The large negative value of |$\text{LOO}_{54,\mathcal {M}_{DC}}$| indicates that D54 is an outlying data point, which is not well predicted by |$\mathcal {M}_{DW}$|. The failure of PSIS approximation for D54 means that the removal of this data point changes the posterior by a large amount compared with the removal of all other data points. This is unsurprising as D54 belongs to epoch 7 where the source was close to a charge bleed column (Fig. 2), and the estimated size of the correlated noise is high (Table 2), due to the specialized fitting procedure used in this epoch (see Section 2.1). D54 can also be seen to be the furthest outlying brown pentagon marker in Fig. 7. Other than D54’s membership to epoch 7, there is nothing else in the reduction that explains its significant outlying position. One possible explanation could be that if a cosmic ray landed at the very centre of the source PSF when D54 was taken, it could have corrupted the source position and would be very hard to identify.
APPENDIX B: CONSISTENCY WITH Gaia
This section contains the full corner plots for both the source (Fig. B1) and lens (Fig. B2) prior and posterior distributions of their astrometric parameters.

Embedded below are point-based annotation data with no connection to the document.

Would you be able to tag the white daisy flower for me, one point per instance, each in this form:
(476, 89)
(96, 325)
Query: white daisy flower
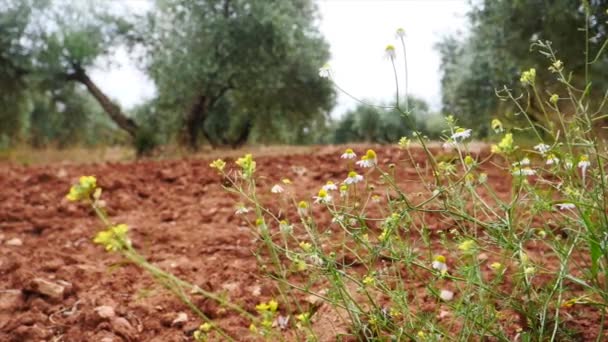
(439, 264)
(325, 71)
(323, 197)
(446, 295)
(552, 159)
(329, 186)
(565, 206)
(276, 189)
(368, 160)
(364, 162)
(348, 154)
(461, 134)
(241, 209)
(584, 163)
(353, 178)
(526, 171)
(542, 148)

For both the lens and source, and all models, it can be seen that the posteriors are in good agreement with the GEDR3 priors.

GEDR3 priors versus posterior inferences on all source astrometric parameters for all the models considered. The plot is a full version of the densities shown in Fig. 10.

GEDR3 priors versus posterior inferences on all the lens (LAWD 37) astrometric parameters for the two deflection models which contain the astrometry as free parameters. For both these models, the HST data provides no further constraint from GEDR3.